Drawing the blanket tighter around her, she closed her eyes but soon discovered that sleep would not be quick to return. Early or not, she felt entirely awake.

With a sigh, she opened her eyes again, and then remembered the impression she’d had a moment ago that something had woken her. Kara lay there and listened to her surroundings. Miho snored lightly but Sakura slept in silence, so much that Kara had to turn and watch her a moment to make sure she hadn’t stopped breathing. It took a moment before she confirmed the rise and fall of her chest.

As the sun rose, a gray-blue hue spreading across the sky, the wind picked up. She could hear it rushing by outside, but the windows did not rattle. The old dormitory building creaked a little, but she heard nothing that could have stirred her, not even footsteps padding down the hall outside on the way to the bathroom.

Listening to the gentle sounds of the morning, she felt her eyelids growing heavy again and let them close. Even if she couldn’t fall back to sleep, she wasn’t ready to get up yet, and she didn’t want to wake her friends.

Her body rocked back and forth. Kara felt herself swaying. The motion entered her subconscious and she dreamed herself in a small boat atop undulating water, the rolling waves tilting her side to side.

Kara.

The sea became rougher.

“Kara.”

She moaned, the boat and the waves vanishing. Vaguely aware of some reality intruding upon her peace, of hands shaking her, she curled in upon herself, limply batting at the offending grasp.

“Kara, wake up!”

Her body felt heavy and cramped, so tired, but she forced herself to open her eyes.
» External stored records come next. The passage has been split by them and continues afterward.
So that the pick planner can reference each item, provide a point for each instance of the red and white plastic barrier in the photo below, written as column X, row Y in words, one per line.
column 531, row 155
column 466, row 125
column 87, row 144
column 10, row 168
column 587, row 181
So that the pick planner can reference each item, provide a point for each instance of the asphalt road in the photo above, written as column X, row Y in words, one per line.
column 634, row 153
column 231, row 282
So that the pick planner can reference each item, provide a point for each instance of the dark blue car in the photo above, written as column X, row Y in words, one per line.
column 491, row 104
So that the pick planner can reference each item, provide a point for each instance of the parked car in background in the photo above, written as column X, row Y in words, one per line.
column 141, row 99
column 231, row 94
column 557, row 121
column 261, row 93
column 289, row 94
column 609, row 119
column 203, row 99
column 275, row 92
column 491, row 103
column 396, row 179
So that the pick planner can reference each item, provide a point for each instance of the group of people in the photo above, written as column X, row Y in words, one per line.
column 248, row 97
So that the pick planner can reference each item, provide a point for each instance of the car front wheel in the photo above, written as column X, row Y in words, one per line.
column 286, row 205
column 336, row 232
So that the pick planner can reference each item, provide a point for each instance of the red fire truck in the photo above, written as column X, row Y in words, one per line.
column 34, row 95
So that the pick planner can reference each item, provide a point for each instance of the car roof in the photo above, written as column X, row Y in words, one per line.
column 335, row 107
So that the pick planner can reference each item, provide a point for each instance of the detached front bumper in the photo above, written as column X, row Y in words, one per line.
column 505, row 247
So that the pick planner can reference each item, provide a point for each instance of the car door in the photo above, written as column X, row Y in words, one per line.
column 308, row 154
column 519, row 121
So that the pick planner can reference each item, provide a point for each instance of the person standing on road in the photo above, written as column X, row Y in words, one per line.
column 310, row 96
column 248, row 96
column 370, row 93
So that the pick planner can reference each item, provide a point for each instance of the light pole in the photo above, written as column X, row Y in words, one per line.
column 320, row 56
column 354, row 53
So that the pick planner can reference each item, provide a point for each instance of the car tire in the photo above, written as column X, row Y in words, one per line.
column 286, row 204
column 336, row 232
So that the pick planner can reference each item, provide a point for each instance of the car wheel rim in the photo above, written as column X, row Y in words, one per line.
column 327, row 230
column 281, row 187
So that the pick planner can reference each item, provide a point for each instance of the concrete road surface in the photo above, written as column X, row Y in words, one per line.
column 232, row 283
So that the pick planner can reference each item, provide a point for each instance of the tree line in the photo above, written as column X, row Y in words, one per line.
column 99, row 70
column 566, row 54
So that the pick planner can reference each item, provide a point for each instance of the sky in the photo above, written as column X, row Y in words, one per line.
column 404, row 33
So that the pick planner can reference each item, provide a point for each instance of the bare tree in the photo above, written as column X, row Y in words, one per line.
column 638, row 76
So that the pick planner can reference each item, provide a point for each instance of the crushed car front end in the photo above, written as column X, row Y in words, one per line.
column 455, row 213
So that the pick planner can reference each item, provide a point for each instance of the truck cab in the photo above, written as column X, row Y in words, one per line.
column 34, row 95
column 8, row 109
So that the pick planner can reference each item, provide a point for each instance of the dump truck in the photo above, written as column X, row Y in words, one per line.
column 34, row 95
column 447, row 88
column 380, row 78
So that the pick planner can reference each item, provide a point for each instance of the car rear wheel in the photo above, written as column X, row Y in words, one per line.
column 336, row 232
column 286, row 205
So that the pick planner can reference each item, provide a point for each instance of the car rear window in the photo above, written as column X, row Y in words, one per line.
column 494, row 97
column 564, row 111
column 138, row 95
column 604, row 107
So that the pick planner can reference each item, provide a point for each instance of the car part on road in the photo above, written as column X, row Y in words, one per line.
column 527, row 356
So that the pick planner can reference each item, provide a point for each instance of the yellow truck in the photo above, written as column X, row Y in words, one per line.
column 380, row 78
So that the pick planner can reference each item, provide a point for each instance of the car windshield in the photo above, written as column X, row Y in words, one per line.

Squinting against the sunlight that washed into the dorm room-and how did it get so bright?- she glanced up to see Miho bent over her, a stricken expression on her face. Without her glasses, she looked almost like a stranger.

In the back of her mind, she felt a spark of worry. What had upset Miho so much? But she still felt tired and sluggish and closed her eyes again.

“What time is it?” she asked.

“It doesn’t matter. Just wake up,” Miho said.

The urgency in her voice finally made Kara throw off the gauzy blanket that sleep had wrapped around her brain. She blinked rapidly and looked at the window again. Last time she’d awoken, it had barely been dawn. From the look of the sky, hours had passed.

It took her a moment to realize that she and Miho were alone in the room. Sakura had gone.

“What’s happening?” she asked.

Miho bit her lip, tucked a stray lock of her silky hair behind one ear, and shook her head. “I don’t know,” she said. And then, in English: “Something bad. Something really bad.”

Footfalls raced past the room out in the corridor. Down the hall, someone shouted. Kara sat up and saw that the door stood open a few inches. Voices came to them from elsewhere on the floor, too many speaking for her to make out many specifics, but she heard something about a doctor and an ambulance.

And she heard weeping. Sobbing.

Two girls hurried past the door, whispering to each other.

“Miho, tell me,” Kara said, rising to her feet and reaching for her jeans. She slid them on and zipped them, then went to the door, but Miho didn’t follow.

“Chouku is dead.”

Kara caught her breath. Chouku was one of the girls on this floor-one of the soccer girls. The police could say all they wanted now about suicide or about how none of these things were related, and the school administration could try to pretend nothing really was wrong in order to save face, but nobody would believe that now.

“Is it murder?” she asked, her voice soft, cracking on the last word.